Q: I’m having trouble finding the DC Motors. What are the required specs?

A: The DC motors we chose for the course has an operating voltage of 6-12 Volts. The motors are a size 130 hobby motor which commonly have a no-load speed of 10000 rpm.

Q: What type of op amps should I use for the course?

A: The applications we use in this class require 4 total general-purpose amplifiers with rail-to-rail outputs. A substitution was made for the op amp chips – the lmc6484 and opa2344 were replaced by the mcp602 in some regions. The two chips included in the kit give you access to 6 op amps in total (4 on the lmc6484 and 2 on the opa2344). Students in regions that use the mcp602 will use 3 mcp602 chips to have a total of 6 op amps. Please look for chips with DIP packaging because these are compatible with a breadboard. We use 4 op amps for the robot, but sometimes parts burn out so it is useful to have a couple extra.

Q: What is the difference between this class and the UT Austin Edx course “Embedded Systems: Learn to Change the World?”

A: UT Austin's course covers some analog electronics, but focuses on the digital/microcontroller side of things. This class utilizes a microcontroller, but focuses on the analog electronics side of things. The two courses are complementary and you probably would benefit from taking both at once. Both classes cover some of the same material but do so in different ways so it would probably be beneficial to see these perspectives. You can even use the Tiva microcontroller from the UT Austin course to take this one since you'll already know how to program it.

Q: Will the course videos be available for download?

A: Yes! We are working on a fix right now, and we should have a solution soon.

Q: All the assignments are due at the end of the course. Is there a recommended pace for going through the modules?

A: In general, you should spend about a week on each module. Modules 3 and 4 are a bit longer and may take two weeks. Here is a suggested schedule for tackling all the material that leaves some extra time.

Q: Can I design a different frame for the robot with other materials?

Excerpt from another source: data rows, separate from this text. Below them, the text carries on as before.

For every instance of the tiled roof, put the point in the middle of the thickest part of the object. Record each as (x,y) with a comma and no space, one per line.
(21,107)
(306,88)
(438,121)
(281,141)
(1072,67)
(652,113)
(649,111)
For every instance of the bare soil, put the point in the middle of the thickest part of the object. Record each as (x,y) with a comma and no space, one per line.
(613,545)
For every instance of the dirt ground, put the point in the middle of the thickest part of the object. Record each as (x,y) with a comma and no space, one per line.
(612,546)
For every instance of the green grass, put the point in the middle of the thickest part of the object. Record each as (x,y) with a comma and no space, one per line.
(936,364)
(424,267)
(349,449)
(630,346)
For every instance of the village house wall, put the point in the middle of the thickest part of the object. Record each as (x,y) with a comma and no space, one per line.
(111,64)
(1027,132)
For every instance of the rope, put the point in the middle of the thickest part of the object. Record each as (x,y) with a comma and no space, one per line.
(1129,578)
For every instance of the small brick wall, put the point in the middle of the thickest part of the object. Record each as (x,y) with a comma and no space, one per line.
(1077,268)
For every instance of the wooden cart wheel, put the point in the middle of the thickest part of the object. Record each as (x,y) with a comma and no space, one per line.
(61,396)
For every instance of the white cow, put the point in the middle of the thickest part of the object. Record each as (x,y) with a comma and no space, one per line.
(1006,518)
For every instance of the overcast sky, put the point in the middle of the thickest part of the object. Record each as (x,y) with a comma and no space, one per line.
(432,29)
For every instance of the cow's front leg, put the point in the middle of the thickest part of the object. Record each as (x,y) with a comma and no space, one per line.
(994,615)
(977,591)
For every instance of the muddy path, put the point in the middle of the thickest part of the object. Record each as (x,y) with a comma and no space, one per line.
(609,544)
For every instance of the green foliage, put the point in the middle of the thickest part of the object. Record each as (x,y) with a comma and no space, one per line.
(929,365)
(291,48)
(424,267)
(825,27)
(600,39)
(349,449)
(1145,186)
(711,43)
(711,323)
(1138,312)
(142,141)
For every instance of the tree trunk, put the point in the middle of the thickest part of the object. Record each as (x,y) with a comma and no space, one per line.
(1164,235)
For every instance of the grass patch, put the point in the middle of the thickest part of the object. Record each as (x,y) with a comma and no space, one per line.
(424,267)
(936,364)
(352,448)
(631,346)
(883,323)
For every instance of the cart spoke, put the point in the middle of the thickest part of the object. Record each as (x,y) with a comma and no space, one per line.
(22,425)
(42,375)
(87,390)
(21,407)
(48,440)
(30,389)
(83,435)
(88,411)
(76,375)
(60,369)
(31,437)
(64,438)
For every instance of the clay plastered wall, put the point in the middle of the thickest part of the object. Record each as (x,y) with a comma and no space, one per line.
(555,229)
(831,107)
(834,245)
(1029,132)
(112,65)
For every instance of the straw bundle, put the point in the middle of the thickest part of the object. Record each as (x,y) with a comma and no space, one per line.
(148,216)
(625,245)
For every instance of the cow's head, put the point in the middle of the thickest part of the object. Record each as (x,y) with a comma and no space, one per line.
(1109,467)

A: Yes, you are allowed to modify the frame and use other materials.

Module 0 (1 week)

    • Get all parts together
    • Familiarize yourself with your measurement devices (multimeter, oscilloscope)
    • Understand how to download code to your microcontroller

Module 1 (1 week)

    • Build voltage regulator and robot frame
    • Problem Set 1

Module 2 (1 week)

    • Build photocell + Wheatstone bridge circuits
    • Problem Set 2

Module 3 (2 weeks)

    • Add comparators to Wheatstone bridge front ends
    • Build buzzer driver and microphone amplifier circuits
    • Problem Set 3

Module 4 (2 weeks)

    • Problem Set 4

Module 5 (1 week)

    • Problem Set 5

Module 6 (1 week)

    • Build motor driver circuits and mount motors to your robot
    • Problem Set 6

Module 7 (1 week)

    • Complete and test full robot
    • Submit Final Robot project

Total time: 10 weeks

This schedule budgets in 5 extra weeks just in case you need to find more parts or are having trouble understanding one concept in particular.